That means students must take and pass exams in various subject areas to be granted university credit or receive a boost for university admission. The marks are crucial, just as in AP (Advanced Placement) classes for American schools.

“For schools that have achieved the high standards required for authorization, one of the benefits is to be known as an IB World School and to make use of the IB make use of the IB brand.”

The curriculum consists of four programmes. Note the spelling, as there is a strong British flavor to IB:

  • DP (Diploma Program) - high school, culminates in IB exams

  • MYP (Middle Years Program) - not found so often as DP or PYP

  • PYP (Primary Years Program) - requires much teacher collaboration and student initiative

  • CP (Career-Related Program) - I haven’t experienced this; uncommon.

IB is built around the Learner Profile, which emphasizes students taking responsibility for their own learning. IB has a well-developed promotional and professional development arm. Some people snarkily refer to IB as a cult.

IB really isn’t “for all.”

IB really isn’t “for all.”

A friend returned from overseas and taught at a self-described “IB For All” school in Massachusetts. It didn’t really work that well. The problem was that successful IB students need a high level of general knowledge, good academic skills, and the ability to work independently and collaboratively. Not all students do, unfortunately.

Advanced Placement

This program is built on the same principles as IB, mainly a challenging curriculum and exams which can lead to college credit and even skipping entry-level university courses.

AP credits are almost universally accepted in American universities and increasingly in international colleges. If a school is big enough, as at the American School of Paris, it may offer both. But AP is still nowhere near as common as IB.

Some schools like AIS Vienna offer acurriculum based on the American system with an international flavor.” Others use the Common Core framework.

International General Certificate of Secondary Education (IGCSE)

This is the British curriculum featuring an exam array from Accounting to Urdu, leading to A-Level exams, which are a requirement for university entrance in the United Kingdom. If a city is big enough, there may be a school featuring the British curriculum and another with the IB or American curriculum.

National Curricula

Again, if a city is big enough, there might be an array of schools featuring curricula from the home country. Vienna, for instance, has a French Lycée, a Svenska Skolan, and a Japanese school.

In addition even if a student attends an IB or American-style school, he or she might also attend a cram school just to be prepared to enter university when the parents return home.

Bottom line? This decision depends on what the parents plan for their child.

Models of Instruction

Inquiry-Based

When you build a house, it’s all about the foundation. In instructional terms this means the school’s curriculum determines the instructional model.

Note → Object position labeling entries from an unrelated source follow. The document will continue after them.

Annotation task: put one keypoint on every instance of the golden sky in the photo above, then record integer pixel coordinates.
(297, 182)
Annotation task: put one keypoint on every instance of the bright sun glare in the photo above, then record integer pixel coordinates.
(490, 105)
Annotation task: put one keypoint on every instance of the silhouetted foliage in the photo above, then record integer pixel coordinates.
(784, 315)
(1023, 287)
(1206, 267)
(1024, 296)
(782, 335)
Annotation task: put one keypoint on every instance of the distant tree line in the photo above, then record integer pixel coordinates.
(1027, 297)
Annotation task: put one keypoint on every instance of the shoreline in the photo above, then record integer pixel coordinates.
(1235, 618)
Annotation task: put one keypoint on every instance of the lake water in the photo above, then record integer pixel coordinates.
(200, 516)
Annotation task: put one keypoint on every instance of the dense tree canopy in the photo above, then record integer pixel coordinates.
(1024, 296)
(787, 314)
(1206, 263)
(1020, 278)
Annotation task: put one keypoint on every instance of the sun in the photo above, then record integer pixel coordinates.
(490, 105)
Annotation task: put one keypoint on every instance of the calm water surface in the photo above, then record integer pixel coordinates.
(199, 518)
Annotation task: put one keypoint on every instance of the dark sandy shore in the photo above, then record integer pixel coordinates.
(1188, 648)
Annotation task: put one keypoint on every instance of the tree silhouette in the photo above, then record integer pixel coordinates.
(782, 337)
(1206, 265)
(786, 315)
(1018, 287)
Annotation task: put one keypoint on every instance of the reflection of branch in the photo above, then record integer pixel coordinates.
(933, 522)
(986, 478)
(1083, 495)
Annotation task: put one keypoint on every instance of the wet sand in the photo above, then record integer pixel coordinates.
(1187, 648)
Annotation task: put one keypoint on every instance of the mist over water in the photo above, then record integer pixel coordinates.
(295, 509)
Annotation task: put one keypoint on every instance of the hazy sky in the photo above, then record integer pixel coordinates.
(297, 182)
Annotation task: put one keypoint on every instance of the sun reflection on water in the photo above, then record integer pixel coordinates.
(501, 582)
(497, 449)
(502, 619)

So in an IB World School, for instance, the youngest elementary students PreK-2 will learn through inquiry-based instruction. This model requires extra teacher training (you may be sent for IB training) and for students who have the language skills and background knowledge to manage this style of learning.

Grade-level and subject area teams are the norm, and differentiation in the classroom is made much easier by the generous number of classroom aides.

Traditional

If the curriculum is not IB, then other more traditional instructional models govern the classroom: traditional textbook-based/ outcome-based backward by design formats/ or thematic units that a teacher favors.

Most frequently the school will be divided into elementary/middle/high school divisions, and often a Nursery/PreK section. The structure will mirror that of a British or American school.

Special Education Implications

International schools are seldom able to accommodate children with severe disabilities. However, you might expect a handful of mildly-disabled students: LD/ ADHD/ on the spectrum/ sometimes blind or deaf, sometimes even with a full-time aide.

What you will not see is a classroom with numerous severe BD students and a high percentage of non-English speaking students. International schools have no legal obligation to serve these students and it is too costly to provide services.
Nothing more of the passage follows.